Web apps can also have tiers of users. SchoolPress will have admins controlling the inner workings of the app, teachers setting up classes, and students participating in class discussions.

Device capabilities
Web apps running on your phone can access your camera, your address book, internal storage, and GPS location information. Web apps running on the desktop may access a webcam or a local hard drive. The same web app may respond differently depending on the device accessing it. Web apps will adjust to different screen sizes, resolutions, and capabilities.

Work offline
Whenever possible, it’s a good idea to make your web apps work offline. Sure, the interactivity of the Internet is what defines that “web” part of web app, but a site that doesn’t stop working when someone drives through a tunnel will feel more like an app.

Emails can be drafted offline in Gmail. Evernote will allow you to create and edit notes offline and sync them to the Internet when connectivity comes back.

Mashups
Web apps can tie one or more web apps together. A web app can utilize various web services and APIs to push and pull data. You could have a web app that pulls location-based information like longitude and latitude from Twitter and Foursquare and posts it to a Google Map.
Why Use WordPress?
No single programming language or software tool will be right for every job. We’ll cover why you may not want to use WordPress in a bit, but for now, let’s go over some situations where using WordPress to build your web app would be a good choice.

You Are Already Using WordPress
If you are already using WordPress for your main site, you might just be a quick plugin away from adding the functionality you need. WordPress has great plugins for ecommerce (Jigoshop), forums (bbPress), membership sites (Paid Memberships Pro), social networking functionality (BuddyPress), and gamification (BadgeOS).

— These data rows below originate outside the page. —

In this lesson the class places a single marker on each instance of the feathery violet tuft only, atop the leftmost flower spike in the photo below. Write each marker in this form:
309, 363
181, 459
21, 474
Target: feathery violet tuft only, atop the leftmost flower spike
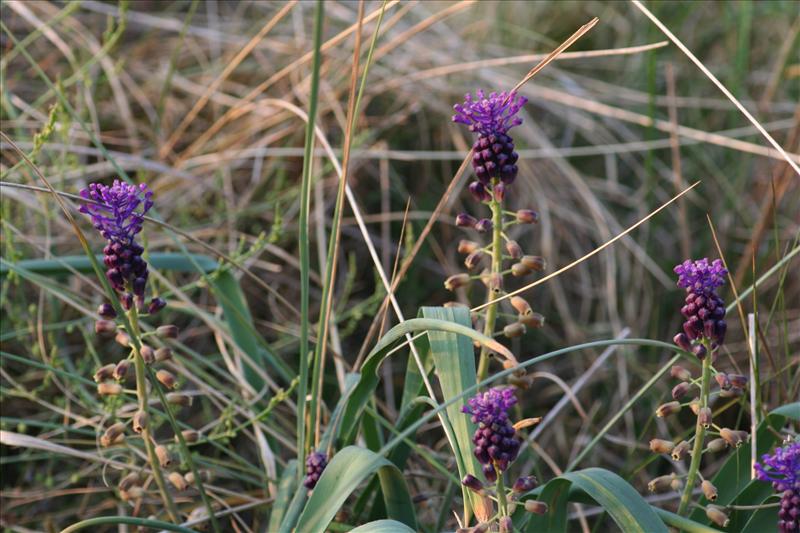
119, 215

Building your app into your existing WordPress site will save you time and make things easier on your users. So if your application is fairly straightforward, you can create a custom plugin on your WordPress site to program the functionality of your web app.

If you are happy with WordPress for your existing site, don’t be confused if people say that you need to upgrade to something else to add certain functionality to your site. It’s probably not true. You don’t have to throw out all of the work you’ve done on WordPress already, and all of the following are great reasons to stick with WordPress.